"Je veux aider à concilier la gauche avec la pensée libérale", proclamait Manuel Valls, le député-maire d'Evry. "Les anglo-saxons ont une souplesse que nous Français, nous latins, n'avons pas toujours", soulignait-il, louchant vers Tony Blair et les démocrates américains. Et le jeune loup ne s'arrêtait pas à mi-chemin : "Le parti socialiste doit changer de nom."

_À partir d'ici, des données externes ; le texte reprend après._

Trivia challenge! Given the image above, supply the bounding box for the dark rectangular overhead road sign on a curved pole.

C'était l'opération "Plus à droite que moi, tu meurs !" Et Vincent Peillon reçut ces déclarations comme un défi. A son tour, le porte-drapeau de Ségolène Royal devait prouver sa "modernité".
Lui répliqua donc ce lundi soir, dans l'émission Mots Croisés, sur France 2.
"Faire un service minimum n'est pas dérangeant, annonça-t-il.
-Vous êtes donc plutôt pour ?, s'étonna l'animateur, Yves Calvi.
-Je pense oui." Et il poursuivit : "Le vrai problème, ce n'est pas les 10000 postes. Tous ceux qui connaissent ce dossier savent que ce n'est pas la question. D'ailleurs, Sarkozy en demandait plus de 20000. La question, c'est d'être capable de dire ce qu'on fait de l'éducation dans ce pays, et comment après, effectivement, on va soustraire ces 10000 postes."
L'animateur s'en trouva estomaqué : "Si successivement vous nous dites que vous êtes d'accord sur le service minimum et sur les réductions d'effectifs alors là, je dois dire, la gauche est en train de beaucoup évoluer dans ce pays !
-Ecoutez, ça me semble une évidence", confirma Vincent Peillon.